Gli strike americani sortiranno l’effetto sperato di far cessare gli attacchi delle milizie?
"Le posso assicurare che rispondere a questi attacchi non li farà cessare. E gli americani lo sanno benissimo. È una risposta politica all’opinione pubblica americana, iraniana e internazionale".
È sorpresa dalle reazione di condanna ma con toni piuttosto cauti di Teheran?
"Per nulla. Gli iraniani hanno fatto sempre così. Minimizzano per mostrare che sono in grado di incassare il colpo".
In compenso gli iracheni sono furiosi. C’è il rischio che l’attacco spinga il governo iracheno ancora più verso Teheran?
"È questo il vero rischio da temere, la destabilizzazione dell’Iraq. A Baghdad il governo, con premier sciita, è sostenuto da una maggioranza molto vicina ai gruppi pro-iraniani e non può fermare questi gruppi dall’effettuare attacchi contro le basi Usa. Ora, più gli americani effettueranno attacchi sul suolo iracheno, più daranno l’opportunità a queste milizie di dire al primo ministro iracheno che siamo di fronte a una violazione della sovranità dell’Iraq. E questo rischia di mettere in crisi le relazioni dell’Iraq con gli Stati Uniti, con vivo compiacimento dell’Iran".
Si potrebbe persino ipotizzare che le truppe americane possano essere invitate a lasciare l’Iraq?
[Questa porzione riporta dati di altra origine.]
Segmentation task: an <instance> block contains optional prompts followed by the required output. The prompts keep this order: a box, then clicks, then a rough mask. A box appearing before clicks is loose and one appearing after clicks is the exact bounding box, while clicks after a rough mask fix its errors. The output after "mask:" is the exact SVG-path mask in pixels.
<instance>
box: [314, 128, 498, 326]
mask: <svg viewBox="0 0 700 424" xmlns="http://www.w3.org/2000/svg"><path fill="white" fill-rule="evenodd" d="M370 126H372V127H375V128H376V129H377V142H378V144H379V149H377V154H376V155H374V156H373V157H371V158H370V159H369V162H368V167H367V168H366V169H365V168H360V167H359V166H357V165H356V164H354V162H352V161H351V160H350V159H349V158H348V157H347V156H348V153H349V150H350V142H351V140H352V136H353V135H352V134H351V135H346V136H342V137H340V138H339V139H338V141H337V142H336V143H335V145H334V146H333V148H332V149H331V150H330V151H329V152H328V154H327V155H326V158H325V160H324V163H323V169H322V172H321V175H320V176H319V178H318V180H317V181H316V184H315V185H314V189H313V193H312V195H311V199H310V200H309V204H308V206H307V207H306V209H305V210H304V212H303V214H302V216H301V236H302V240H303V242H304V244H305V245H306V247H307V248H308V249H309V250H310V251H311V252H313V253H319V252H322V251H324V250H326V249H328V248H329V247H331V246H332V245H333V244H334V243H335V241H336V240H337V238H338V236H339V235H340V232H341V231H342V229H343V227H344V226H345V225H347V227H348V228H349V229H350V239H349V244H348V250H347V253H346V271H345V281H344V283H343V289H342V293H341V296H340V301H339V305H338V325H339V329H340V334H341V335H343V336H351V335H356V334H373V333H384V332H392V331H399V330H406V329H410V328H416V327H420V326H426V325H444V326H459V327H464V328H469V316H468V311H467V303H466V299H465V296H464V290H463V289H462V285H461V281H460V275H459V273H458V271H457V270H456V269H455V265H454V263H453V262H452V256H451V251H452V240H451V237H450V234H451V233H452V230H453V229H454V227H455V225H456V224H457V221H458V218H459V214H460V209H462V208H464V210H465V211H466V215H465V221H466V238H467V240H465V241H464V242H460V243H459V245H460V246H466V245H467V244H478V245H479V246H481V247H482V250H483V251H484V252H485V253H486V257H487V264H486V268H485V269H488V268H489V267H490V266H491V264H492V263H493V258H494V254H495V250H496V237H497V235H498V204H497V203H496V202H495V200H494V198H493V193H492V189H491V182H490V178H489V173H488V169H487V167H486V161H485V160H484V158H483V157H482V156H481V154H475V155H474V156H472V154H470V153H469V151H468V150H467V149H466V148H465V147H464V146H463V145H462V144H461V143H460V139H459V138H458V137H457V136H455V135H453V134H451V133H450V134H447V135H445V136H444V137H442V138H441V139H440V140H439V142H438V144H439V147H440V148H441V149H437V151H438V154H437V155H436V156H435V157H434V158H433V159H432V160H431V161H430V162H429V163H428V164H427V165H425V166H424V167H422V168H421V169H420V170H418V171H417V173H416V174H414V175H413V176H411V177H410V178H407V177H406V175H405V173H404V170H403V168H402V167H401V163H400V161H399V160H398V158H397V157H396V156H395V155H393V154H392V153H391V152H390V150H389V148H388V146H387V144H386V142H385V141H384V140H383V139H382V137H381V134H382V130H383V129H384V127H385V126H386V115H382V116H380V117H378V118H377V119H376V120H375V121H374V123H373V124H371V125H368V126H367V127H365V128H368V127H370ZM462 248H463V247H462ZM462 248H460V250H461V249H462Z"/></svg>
"Ricordiamoci che l’ultima volta che c’è stata una partenza totale delle forze americane dall’Iraq, l’Isis ha stabilito lo stato islamico. Quindi il governo iracheno sa bene che la presenza americana gli serve sia in fase antiterrorismo che anche come contrappeso alla ingombrante presenza iraniana. Quindi, su questo c’è cautela: il premier Al Sudani sa che una partenza totale degli americani sarebbe un atto molto rischioso per Baghdad. Ma se si avanti così, la sua posizione potrebbe indebolirsi e portare a una partenza forzata, almeno parziale, delle truppe statunitensi".